In the end, the United States was deeply embarrassed, the Cuban revolution was strengthened, Castro was pushed further into the arms of the Soviet Union, and Kennedy famously asked: “How could we have been so stupid?”
The Bay of Pigs operation was only one of many American interventions aimed at beating back left-wing insurgencies and revolutions during the Cold War (often to the advantage of repressive, undemocratic regimes with which the U.S. had allied itself). Still, it stands out as a textbook example of American bungling overseas, characterized by untested assumptions, repeated miscommunication and a strange combination of arrogant overconfidence and last-minute jitters.
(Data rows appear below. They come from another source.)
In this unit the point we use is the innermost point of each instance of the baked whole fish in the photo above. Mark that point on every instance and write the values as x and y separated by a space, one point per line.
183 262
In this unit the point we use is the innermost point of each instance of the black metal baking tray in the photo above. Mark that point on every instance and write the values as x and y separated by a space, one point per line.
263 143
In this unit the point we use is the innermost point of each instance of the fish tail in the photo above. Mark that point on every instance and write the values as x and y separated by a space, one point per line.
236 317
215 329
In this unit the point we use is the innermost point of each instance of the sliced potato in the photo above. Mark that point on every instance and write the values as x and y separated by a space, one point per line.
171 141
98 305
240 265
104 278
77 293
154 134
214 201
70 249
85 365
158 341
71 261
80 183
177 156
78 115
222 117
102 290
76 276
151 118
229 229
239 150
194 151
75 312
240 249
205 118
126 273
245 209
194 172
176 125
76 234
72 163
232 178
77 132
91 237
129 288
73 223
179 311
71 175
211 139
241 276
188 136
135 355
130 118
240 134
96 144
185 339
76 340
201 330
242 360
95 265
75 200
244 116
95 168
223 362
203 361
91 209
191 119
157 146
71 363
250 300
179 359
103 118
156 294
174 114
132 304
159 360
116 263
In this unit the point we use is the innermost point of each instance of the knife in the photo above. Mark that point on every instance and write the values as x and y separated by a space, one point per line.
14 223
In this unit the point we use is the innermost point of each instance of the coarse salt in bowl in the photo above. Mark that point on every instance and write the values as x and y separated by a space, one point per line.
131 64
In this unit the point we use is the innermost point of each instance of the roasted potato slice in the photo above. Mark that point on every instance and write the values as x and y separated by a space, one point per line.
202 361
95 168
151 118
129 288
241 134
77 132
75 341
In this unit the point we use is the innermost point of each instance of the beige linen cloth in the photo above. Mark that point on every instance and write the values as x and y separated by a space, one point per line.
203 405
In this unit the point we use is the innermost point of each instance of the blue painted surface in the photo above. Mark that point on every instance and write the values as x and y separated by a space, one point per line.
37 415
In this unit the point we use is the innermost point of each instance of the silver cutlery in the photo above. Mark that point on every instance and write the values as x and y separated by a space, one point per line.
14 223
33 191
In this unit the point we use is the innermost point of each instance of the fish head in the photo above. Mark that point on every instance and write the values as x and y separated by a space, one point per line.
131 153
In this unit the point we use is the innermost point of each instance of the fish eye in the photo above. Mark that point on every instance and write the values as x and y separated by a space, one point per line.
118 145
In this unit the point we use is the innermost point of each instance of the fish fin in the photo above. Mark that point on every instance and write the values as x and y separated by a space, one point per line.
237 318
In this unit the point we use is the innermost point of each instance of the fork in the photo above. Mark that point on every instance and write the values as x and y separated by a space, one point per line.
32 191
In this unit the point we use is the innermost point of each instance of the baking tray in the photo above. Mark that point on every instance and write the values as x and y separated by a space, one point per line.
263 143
It is tempting to make comparisons to today’s entanglements in Iraq, Afghanistan and Libya, but of course the details are very different. The Bay of Pigs operation, for example, was planned in the context of a bipolar global struggle; the United States’ Soviet rivals had seemingly gained a communist beachhead just 90 miles off the coast of Florida. Indeed, a year later, the two superpowers would nearly go to war over the USSR’s decision to base intermediate-range nuclear missiles in Cuba. The Bay of Pigs invasion was, furthermore, supposed to be covert; our contemporary wars in the Middle East are not.
Still, there are broader lessons. These days not just conservatives but liberals as well are arguing that the United States has a significant role to play in determining political outcomes in nations around the world. But it is important to remember that American judgment is not always foolproof, American planning is not always successful and the use of power is rarely predictable, and should be undertaken only as a last resort. A superpower cannot always have its way even with a much smaller country, especially when the planners are many miles away and are insufficiently familiar with the culture and politics of the nation they hope to influence.
The proof? Fidel Castro and his brother Raul (who was rumored to have committed suicide on April 19, 1961, because the invasion was supposedly going so well) still hold power in Cuba five decades later. What more needs to be said?